К его счастью, после всех его смертоубийственных опытов остались несколько морских свинок, выздоровевших от дифтерии несмотря даже на все его попытки лечения.
«Иммунизированы ли они теперь к дифтерии?» – задал он себе вопрос.
Он впрыснул им колоссальную дозу дифтерийных бацилл. Они все пережили это! Они были иммунизированы.
Тогда Беринг бросил опыты с химическими веществами, разочаровавшись в них, и всецело отдался другой навязчивой идее, заключавшейся в том, что кровь есть самый поразительный из соков, циркулирующих в организме.
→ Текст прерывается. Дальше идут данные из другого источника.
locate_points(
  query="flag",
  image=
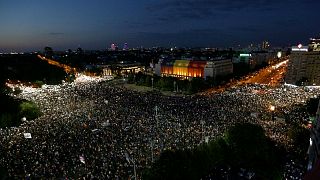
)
(27, 135)
(82, 159)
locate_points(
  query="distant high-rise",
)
(314, 44)
(303, 66)
(265, 45)
(125, 47)
(113, 47)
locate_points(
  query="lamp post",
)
(134, 165)
(152, 82)
(272, 108)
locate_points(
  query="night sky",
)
(27, 25)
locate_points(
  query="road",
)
(272, 76)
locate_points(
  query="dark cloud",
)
(196, 9)
(56, 33)
(191, 38)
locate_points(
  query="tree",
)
(300, 138)
(29, 110)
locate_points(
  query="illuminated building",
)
(113, 47)
(314, 44)
(265, 45)
(303, 66)
(194, 68)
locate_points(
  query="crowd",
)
(87, 128)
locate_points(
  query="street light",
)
(134, 165)
(272, 108)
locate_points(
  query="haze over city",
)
(167, 89)
(32, 25)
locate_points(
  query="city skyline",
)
(32, 25)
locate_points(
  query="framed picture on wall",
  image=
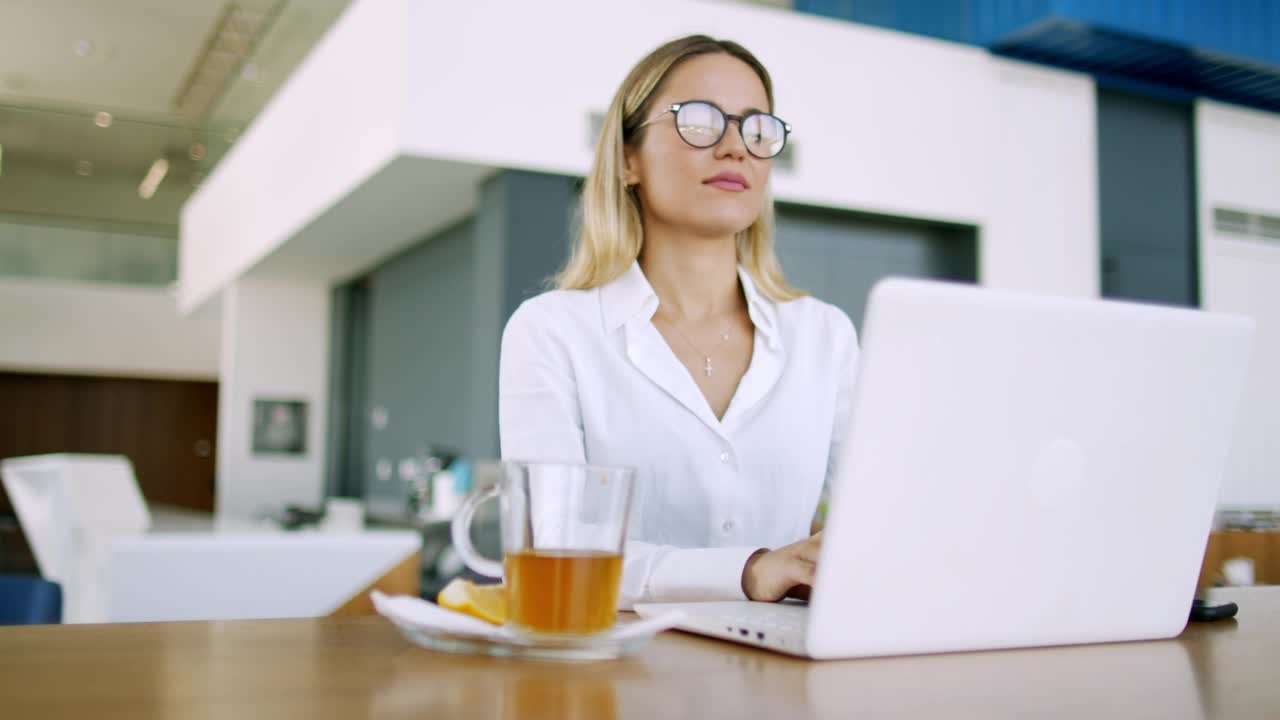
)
(279, 427)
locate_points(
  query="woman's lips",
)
(732, 182)
(726, 185)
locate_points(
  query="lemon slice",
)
(487, 602)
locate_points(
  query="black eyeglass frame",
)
(741, 119)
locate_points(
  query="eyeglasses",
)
(702, 124)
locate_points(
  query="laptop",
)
(1019, 470)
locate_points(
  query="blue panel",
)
(1223, 49)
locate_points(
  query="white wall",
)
(330, 127)
(275, 345)
(54, 327)
(1238, 160)
(885, 122)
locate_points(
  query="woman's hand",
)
(773, 574)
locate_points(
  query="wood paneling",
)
(167, 428)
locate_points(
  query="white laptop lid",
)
(1024, 470)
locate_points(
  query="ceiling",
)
(179, 80)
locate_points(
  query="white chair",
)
(72, 507)
(242, 575)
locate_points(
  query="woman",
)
(673, 343)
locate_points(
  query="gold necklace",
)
(707, 356)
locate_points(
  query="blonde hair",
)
(611, 232)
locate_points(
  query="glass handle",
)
(460, 531)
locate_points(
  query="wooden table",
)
(361, 668)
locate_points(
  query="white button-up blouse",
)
(585, 377)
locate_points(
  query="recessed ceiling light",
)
(159, 169)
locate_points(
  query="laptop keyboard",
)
(789, 618)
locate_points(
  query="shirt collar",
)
(631, 297)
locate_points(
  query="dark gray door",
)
(839, 256)
(1147, 199)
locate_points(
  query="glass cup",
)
(563, 527)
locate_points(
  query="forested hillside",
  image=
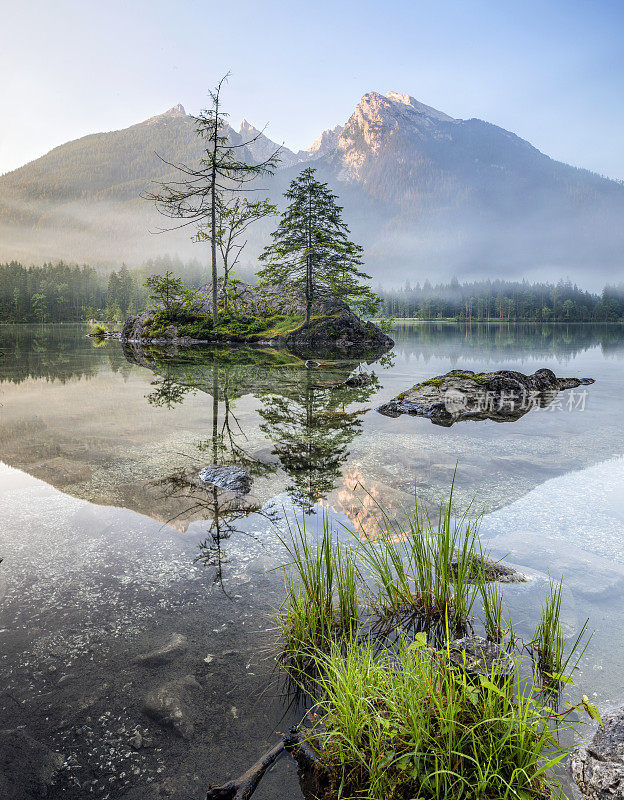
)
(63, 293)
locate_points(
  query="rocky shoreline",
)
(333, 328)
(459, 395)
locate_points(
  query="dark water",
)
(109, 547)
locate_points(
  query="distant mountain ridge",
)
(424, 192)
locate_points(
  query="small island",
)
(267, 316)
(311, 291)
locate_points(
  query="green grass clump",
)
(322, 600)
(366, 635)
(549, 646)
(230, 326)
(412, 725)
(425, 566)
(98, 330)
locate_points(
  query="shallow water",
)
(108, 547)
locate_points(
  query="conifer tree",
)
(311, 249)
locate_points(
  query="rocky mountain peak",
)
(326, 142)
(175, 112)
(247, 129)
(418, 107)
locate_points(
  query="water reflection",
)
(494, 342)
(308, 414)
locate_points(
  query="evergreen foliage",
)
(311, 249)
(505, 300)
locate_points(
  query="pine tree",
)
(311, 249)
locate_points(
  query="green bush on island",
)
(230, 326)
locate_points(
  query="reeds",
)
(399, 718)
(322, 595)
(549, 645)
(430, 568)
(412, 725)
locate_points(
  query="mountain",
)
(428, 196)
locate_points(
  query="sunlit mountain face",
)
(422, 191)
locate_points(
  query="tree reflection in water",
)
(308, 415)
(311, 429)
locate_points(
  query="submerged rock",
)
(169, 705)
(227, 476)
(492, 570)
(173, 648)
(502, 396)
(27, 767)
(359, 379)
(478, 655)
(598, 768)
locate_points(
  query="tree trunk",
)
(213, 198)
(309, 261)
(213, 214)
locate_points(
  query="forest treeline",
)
(62, 292)
(504, 300)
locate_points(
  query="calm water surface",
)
(108, 546)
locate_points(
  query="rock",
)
(169, 705)
(339, 333)
(136, 740)
(27, 767)
(227, 476)
(173, 648)
(359, 379)
(334, 328)
(598, 768)
(478, 655)
(492, 570)
(459, 395)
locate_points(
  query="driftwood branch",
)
(244, 786)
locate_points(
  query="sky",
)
(551, 72)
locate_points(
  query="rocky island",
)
(459, 395)
(268, 316)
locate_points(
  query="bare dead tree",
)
(196, 197)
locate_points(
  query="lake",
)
(109, 547)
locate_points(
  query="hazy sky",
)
(552, 72)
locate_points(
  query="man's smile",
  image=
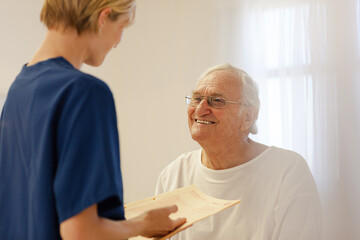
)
(204, 122)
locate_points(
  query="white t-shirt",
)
(279, 198)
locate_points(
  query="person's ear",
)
(102, 17)
(250, 116)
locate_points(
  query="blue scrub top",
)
(59, 151)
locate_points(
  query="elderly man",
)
(279, 196)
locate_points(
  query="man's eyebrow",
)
(216, 94)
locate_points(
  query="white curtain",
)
(304, 54)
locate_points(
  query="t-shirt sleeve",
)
(298, 211)
(88, 159)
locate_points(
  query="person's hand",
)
(157, 222)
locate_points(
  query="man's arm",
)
(88, 225)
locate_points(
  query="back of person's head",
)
(82, 15)
(249, 89)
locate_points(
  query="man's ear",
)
(102, 17)
(250, 116)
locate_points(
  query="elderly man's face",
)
(209, 124)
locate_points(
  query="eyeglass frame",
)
(209, 100)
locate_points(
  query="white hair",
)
(249, 89)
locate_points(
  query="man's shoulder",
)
(183, 161)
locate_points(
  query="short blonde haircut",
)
(82, 15)
(249, 90)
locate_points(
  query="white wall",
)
(150, 73)
(152, 70)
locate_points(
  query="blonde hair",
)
(82, 15)
(249, 89)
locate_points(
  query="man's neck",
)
(227, 156)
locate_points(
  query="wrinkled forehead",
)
(220, 82)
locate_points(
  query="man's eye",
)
(218, 100)
(197, 98)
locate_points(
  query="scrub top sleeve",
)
(88, 161)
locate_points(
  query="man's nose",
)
(203, 107)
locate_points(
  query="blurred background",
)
(304, 54)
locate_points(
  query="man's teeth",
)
(203, 122)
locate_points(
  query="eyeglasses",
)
(213, 101)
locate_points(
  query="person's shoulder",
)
(287, 158)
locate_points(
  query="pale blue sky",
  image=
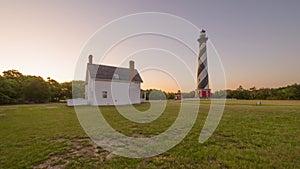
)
(258, 41)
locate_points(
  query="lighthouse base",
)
(203, 93)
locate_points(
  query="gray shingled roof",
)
(104, 72)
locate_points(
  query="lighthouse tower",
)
(202, 90)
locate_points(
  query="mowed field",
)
(248, 136)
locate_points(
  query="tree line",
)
(290, 92)
(16, 88)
Он преклонялся перед кровью; его воображение приписывало ей неслыханные достоинства и чудесные свойства. Он набрал шприцем крови из сонных артерий выздоровевших свинок и оставил пробирки с кровью стоять до тех пор, пока прозрачная соломенно-желтая сыворотка не собралась над густою красною частью крови. Он осторожно набрал пипеткой немного этой сыворотки и смешал ее с активной культурой дифтерийных бацилл.
«В крови этих животных, несомненно, есть что-то особенное, что сделало их иммунизированными к дифтерии; эта сыворотка обязательно должна убивать дифтерийных микробов».
Он ожидал увидеть под микроскопом, как бациллы в этой сыворотке быстро съеживаются и погибают, но, к своему удивлению, увидел совершенно обратную картину: они в ней «обильно размножались», что он и отметил с большим сожалением в своей записной книжке.
«Да, но ведь француз Ру доказал, что убивает детей и животных не сама бацилла, а вырабатываемый ею яд. Нужно проверить, иммунизированы ли выздоровевшие свинки также и к яду».